シナリオ。全体的に説明不足。ライターだけがわかっていて、プレイヤーにはサッパリわからないというケースが一度ならずありました。中でもGift現象については一つのシナリオを除いて、あらかじめ知っていることを前提に書かれているのでかなり置いてきぼりでした。
「学園」+「魔法」という舞台設定であるせいか、展開は全編通してトンデモ風味。それはいいとして5本しかないシナリオでネタが被っているのは少し工夫が足りないように思います。
全てのシナリオで、という訳ではありませんが主人公とヒロインが惹かれ合う過程の描写はなかなかに秀逸。段階を踏んでの恋愛が楽しめます。ただ、そうした描写を実現していながら恋人成立後はすみやかにエンディングに向かってしまうのは残念。ちょっとくらいはイチャイチャするイベントを挟んでも良かったのではないかと。

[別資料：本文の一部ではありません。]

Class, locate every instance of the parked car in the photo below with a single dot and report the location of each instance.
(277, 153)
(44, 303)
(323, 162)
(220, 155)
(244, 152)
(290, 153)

テキストの単語の選び方には疑問を感じます。どのキャラも区別することなく「やおら」、「ビックリ団」などの単語を1ルートで複数回に渡って喋るのは明らかに不自然。ライターのマイブームか何かなんでしょうか。
演出としての間の取り方がもう一歩。何の兆候(CGなどの変化)もなく、話や時間が飛ぶことがまま見受けられました。
Hシーンは原則として各キャラ1回。2回のキャラはCG分割払い方式にて実現。Hシーンが売りでないにしてももうちょっとは欲しいところです。加えてシナリオ展開上において必要ない、もしくは不自然な形でのHシーンがあったのも残念。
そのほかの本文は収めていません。